I'm following this paper, trying to understand Corollary 5.
Essentially, there is a Lie Bracket $[,]:C^*\otimes C^*\to C^*$ on a cochain complex $C^*$ such that the the differential $d$ of the complex is a derivation of the bracket, i.e.
$$d[x,y]=[dx,y]+(-1)^{|x|}[x,dy].$$
The author says that from this it is easy to see that this map takes cocycles to cocycles and is independent of the choice of representative of the cohomology classes. I can see that if $dx=0=dy$ (both $x$ and $y$ are cocycles) then $d[x,y]=0$ by the above identity, so the bracket takes cocycles to cocycles. My problem comes when trying to show that the value on different representatives of the same cohomology class is the same on cohomology.

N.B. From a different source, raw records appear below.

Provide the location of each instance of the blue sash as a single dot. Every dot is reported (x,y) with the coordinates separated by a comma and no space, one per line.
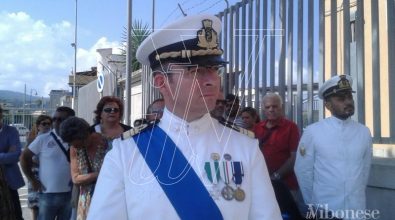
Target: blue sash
(175,175)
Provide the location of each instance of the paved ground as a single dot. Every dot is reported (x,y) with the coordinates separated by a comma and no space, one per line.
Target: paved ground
(23,198)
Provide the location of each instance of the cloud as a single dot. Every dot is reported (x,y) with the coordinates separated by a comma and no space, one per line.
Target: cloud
(38,53)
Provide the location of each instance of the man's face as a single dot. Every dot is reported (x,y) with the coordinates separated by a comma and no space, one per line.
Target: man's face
(232,107)
(57,119)
(219,107)
(272,108)
(111,112)
(248,120)
(192,89)
(341,105)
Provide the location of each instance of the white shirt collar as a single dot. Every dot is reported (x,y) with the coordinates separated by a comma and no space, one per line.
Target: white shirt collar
(338,121)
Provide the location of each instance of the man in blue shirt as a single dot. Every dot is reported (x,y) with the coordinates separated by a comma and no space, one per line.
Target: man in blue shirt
(10,149)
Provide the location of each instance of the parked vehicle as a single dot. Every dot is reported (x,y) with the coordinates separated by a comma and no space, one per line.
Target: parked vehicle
(23,131)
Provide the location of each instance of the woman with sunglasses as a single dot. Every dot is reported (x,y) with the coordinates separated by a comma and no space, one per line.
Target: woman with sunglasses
(109,112)
(43,125)
(86,157)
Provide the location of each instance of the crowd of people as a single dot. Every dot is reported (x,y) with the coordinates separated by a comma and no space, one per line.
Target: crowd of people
(195,155)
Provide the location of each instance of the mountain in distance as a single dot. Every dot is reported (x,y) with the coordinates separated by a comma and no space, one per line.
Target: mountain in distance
(16,99)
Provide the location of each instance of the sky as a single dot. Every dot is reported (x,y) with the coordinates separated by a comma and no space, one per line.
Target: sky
(36,35)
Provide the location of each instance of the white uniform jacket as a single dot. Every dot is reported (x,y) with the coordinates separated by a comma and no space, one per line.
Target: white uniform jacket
(126,188)
(333,162)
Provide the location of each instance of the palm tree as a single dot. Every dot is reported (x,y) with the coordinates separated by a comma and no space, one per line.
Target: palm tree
(138,33)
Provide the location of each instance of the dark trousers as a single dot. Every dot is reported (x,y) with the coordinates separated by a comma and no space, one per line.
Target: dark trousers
(16,203)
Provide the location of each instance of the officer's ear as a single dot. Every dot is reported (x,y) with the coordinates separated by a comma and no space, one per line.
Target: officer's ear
(328,103)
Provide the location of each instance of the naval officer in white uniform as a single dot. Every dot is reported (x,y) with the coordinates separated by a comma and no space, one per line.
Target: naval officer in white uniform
(334,155)
(231,180)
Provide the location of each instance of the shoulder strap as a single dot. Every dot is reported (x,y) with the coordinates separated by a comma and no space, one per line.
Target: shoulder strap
(176,176)
(67,153)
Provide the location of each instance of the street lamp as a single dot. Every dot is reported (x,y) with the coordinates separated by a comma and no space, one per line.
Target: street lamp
(31,93)
(75,55)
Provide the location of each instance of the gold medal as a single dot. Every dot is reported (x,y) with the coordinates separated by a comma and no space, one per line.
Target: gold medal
(215,156)
(227,192)
(227,157)
(239,194)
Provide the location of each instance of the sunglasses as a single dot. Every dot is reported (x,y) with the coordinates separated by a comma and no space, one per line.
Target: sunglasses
(57,119)
(111,110)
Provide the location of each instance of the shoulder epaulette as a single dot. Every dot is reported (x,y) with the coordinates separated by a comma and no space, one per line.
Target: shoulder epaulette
(133,131)
(237,128)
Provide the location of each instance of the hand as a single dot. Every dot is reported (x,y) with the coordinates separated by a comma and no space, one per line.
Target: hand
(275,176)
(37,185)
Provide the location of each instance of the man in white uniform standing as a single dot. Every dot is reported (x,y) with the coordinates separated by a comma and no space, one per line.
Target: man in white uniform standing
(334,156)
(189,165)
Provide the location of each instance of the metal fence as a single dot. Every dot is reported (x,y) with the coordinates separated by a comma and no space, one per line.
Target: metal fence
(292,46)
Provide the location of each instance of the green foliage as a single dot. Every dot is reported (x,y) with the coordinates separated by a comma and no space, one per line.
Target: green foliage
(138,33)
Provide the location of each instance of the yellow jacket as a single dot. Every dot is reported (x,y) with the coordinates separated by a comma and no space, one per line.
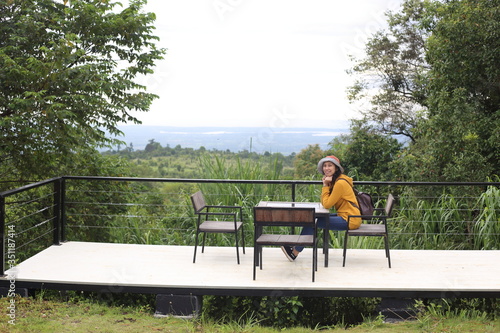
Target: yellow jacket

I can compute the bracket of another representative using linearity
$[x+da,y+db]=[x,y]+[x,db]+[da,y]+[da,db]$
If I assume that $[x,da]=[x,0]=0$, then I would be done, but I think $[x,da]=[x,0]$ is part of what I want to prove. Otherwise I would need to show that $[x+da,y+db]-[x,y]$ is a coboundary. But this difference is
$[x,db]+[da,y]+[da,db]$
and I don't see how this is $d(something)$.
I found out how to describe the $[x,db]+[da,y]+[da,db]$ as a coboundary.
It is $d((-1)^{|x|}[x,b]+[a,y]+[a,db])$. Here's the computation using the derivation property, note that $x$ and $y$ are cocycles, so they vanish when $d$ acts on them
$$d((-1)^{|x|}[x,b]+[a,y]+[a,db])=(-1)^{|x|}[dx,b]+[x,db]+[da,y]+(-1)^{|a|}[a,dy]+[da,db]+(-1)^{|a|}[a,ddb]=$$
$$[x,db]+ [da,y]+[da,db]$$
as I wanted.
P.S.: mathematicians, if something is easy, do it or at least indicate it, this is easy once you see it, but I don't think it's so obvious.